As far back as 2015, Albertan energy minister Marg McCuaig-Boyd saw the writing on the wall. She suggested that almost 80,000 abandoned wells – which at several kilometres deep into earth’s core often ran through rock up to 30deg C in temperature – could be used as heat pumps to help run greenhouse heaters, or even to turn turbines to provide power. It was a smart idea, which used a pump to circulate a special fluid in a closed loop between the bottom of the well and the surface, where the heat was then extracted to either heat a building or provide power. Better still, the cost of setting up the heat extractor loop would be only $100,000 or so, compared to twice that for a complete well decommissioning. But there was a fly in the ointment.
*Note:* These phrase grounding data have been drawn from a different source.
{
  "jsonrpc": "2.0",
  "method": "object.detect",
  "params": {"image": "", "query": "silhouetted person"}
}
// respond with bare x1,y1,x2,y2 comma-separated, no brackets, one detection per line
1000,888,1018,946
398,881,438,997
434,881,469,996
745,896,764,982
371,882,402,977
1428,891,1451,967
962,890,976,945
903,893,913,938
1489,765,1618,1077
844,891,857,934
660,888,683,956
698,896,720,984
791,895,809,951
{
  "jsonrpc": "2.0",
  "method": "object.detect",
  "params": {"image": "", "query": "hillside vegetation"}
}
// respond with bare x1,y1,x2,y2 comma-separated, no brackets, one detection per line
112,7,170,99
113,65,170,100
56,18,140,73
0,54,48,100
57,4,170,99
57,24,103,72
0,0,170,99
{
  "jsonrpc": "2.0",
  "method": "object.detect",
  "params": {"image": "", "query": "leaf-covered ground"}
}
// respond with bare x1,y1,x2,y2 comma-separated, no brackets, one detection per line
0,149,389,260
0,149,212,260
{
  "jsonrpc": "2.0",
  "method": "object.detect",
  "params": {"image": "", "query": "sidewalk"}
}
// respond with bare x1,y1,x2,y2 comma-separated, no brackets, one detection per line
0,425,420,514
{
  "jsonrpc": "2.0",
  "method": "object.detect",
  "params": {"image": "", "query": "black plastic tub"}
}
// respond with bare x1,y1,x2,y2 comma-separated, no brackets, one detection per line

“This idea has never taken off because the amount of energy needed to pump the heated water to the surface … equates to 50% or more of the electricity the plant itself could generate,” says John Redfern, CEO of a new company called Eavor. Luckily, in 2017, even though all the smart drilling engineers couldn’t come up with a viable solution, a financial advisor asked a blindingly simple yet up-til-then unasked question.

“Why don’t we just use two wells and connect them horizontally below ground and on the surface to make a big loop — wouldn’t that flow better?” asked Paul Cairns, now Eavor’s business development officer.

“Luckily for us, Cairns wasn’t an engineer, he wasn’t a scientist, he was a finance guy, but a creative one,” explains Redfern. “He was unencumbered by geoengineering knowledge. This approach, he says, completely avoided the parasitic pump load that used so much of the power produced, and that made previous installations impractical.

Redfern says he initially thought Cairns’s idea was “the dumbest idea I’d ever heard in my life… incredibly inefficient and capital intensive.” But then the company engineers took a second look at the idea.

They realised that if two wells could be joined in a loop, it would not only eliminate the parasitic pump load but would in fact pump itself thanks to a thermosiphon effect. This is where cold, dense water sinks down one well, heats up, then pushes heated water towards the surface – with no pumping required. Eavor-Loop™ was born.

The company has established a pilot project which has used that shale-drilling expertise to form an underground latticework of hot pipes to join two wells – one up, and one down. Using a circulating loop of special fluid, it harvests heat from deep in the earth that can be used for commercial heating applications or to generate electricity using conventional heat-exchangers and power generators.

The two wells, several kilometres deep, are linked by several kilometres-long horizontal wellbores – accurately drilled using some of that smart shale-drilling expertise. The bonus is that the working fluid is contained and isolated from the substrata, and much more environmentally friendly than an extractive, pump-based system. And because, thanks to the thermo-siphon effect, the fluid circulates naturally without requiring an external pump, it is hugely more efficient at extracting geothermal energy.

Initial results have seen the pilot generate easily scalable, always-on, industrial-scale electricity or heat to power the equivalent of 16,000 homes with a single installation. “Geothermal power (like this), if proven… and adopted widely, has the potential to significantly reduce greenhouse gas emissions compared to fossil fuel power generation,” asserts the Canadian government.

“We’re already seeing a lot of interest,” says Redfern, “Both oil companies and governments are taking a fresh look at geothermal as part of their overall strategy. (They) are thinking of it as a way to pivot some of their key assets and skillsets toward new clean energy sources, and as a tool and input to help “green” their hydrocarbon revenue streams,” he says.